Filmweb+ is a dataset of Polish movie reviews used for the purpouse of a document-level sentiment classification task.
It contains 27202
reviews in total, which are divided into unlabelled
, positive
, neutral
and negative
classes based on rating given by the review's author.
Class (indice) | # of reviews |
---|---|
Unlabelled (-1) | 7710 |
Negative (0) | 3085 |
Neutral (1) | 9436 |
Positive (2) | 6971 |
Reviews have been fetched from Filmweb
, Film.org.pl
, Kinoblog
, FDB
and blogfilmowy24
. They contain an average of 514
words (or 3582
characters) per document.
The dataset has been pre-processed in order to remove unnecessary HTML
tags or other redundant metadata, such as image descriptions, using the Spacey preprocessor.
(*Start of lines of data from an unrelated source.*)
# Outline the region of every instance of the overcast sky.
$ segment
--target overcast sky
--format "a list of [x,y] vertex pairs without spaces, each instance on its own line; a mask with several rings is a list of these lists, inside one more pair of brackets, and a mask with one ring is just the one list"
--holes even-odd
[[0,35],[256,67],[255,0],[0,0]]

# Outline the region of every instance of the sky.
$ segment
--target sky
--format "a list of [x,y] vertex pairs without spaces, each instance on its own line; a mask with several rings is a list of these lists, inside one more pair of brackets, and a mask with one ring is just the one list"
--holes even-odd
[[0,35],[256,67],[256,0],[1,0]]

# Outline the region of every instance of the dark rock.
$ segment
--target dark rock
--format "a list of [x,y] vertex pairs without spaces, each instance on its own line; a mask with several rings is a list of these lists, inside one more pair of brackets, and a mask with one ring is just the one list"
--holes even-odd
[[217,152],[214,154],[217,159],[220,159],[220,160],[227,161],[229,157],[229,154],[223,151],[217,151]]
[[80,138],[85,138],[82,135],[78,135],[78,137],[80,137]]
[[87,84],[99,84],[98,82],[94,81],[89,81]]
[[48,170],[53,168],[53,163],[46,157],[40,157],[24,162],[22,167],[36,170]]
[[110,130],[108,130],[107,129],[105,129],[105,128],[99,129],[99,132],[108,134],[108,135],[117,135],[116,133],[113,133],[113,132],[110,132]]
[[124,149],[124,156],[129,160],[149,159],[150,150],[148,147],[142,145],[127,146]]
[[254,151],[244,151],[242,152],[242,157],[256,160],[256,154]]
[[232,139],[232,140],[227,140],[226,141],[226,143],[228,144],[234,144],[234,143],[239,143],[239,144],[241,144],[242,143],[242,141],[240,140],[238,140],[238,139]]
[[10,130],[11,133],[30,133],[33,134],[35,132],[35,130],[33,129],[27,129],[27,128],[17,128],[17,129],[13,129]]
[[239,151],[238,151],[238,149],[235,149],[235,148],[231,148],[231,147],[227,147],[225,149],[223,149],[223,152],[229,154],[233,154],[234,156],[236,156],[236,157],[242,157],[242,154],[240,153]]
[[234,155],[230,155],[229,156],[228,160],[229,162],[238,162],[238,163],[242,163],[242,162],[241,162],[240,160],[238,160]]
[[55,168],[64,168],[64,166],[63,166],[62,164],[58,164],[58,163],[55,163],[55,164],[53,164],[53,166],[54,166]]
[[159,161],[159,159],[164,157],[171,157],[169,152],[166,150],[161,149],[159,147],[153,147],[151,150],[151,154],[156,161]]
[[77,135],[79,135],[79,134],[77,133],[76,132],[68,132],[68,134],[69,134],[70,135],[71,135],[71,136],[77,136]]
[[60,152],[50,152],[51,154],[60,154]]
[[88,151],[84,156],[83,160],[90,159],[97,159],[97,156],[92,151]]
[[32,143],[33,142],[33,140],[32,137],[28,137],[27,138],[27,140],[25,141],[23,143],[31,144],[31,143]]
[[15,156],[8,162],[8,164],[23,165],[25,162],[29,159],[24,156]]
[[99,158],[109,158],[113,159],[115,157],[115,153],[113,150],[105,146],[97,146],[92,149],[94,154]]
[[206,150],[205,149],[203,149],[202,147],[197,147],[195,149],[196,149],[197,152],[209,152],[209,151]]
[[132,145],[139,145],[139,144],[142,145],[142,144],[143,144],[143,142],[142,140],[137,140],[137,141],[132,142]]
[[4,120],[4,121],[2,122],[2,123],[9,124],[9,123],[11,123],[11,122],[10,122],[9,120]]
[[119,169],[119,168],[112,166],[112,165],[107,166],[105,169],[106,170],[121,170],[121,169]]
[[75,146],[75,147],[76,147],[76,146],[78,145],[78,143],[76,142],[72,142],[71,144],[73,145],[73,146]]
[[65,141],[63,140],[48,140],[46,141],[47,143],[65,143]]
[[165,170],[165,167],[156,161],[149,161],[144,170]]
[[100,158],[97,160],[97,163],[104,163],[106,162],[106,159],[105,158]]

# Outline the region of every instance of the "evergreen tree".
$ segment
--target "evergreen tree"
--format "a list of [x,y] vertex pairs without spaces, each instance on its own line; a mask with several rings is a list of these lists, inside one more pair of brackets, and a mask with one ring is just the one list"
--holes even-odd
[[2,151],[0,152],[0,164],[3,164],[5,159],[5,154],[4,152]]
It is available in a CSV
format.
A ULMFiT
-based document level sentiment classification system proposed in work "Sentiment Classification using Machine Learning" (Narolski, 2020) has achieved a state-of-the-art result of 94,19% for Polish document-level sentiment classification task for a corpora of long, real-world text documents, with over 500 words per document on average.
If you've found this dataset helpful for your work, please consider citing the work "Sentiment Classification using Machine Learning" (Narolski, 2020) or providing an appropriate authorship attribution.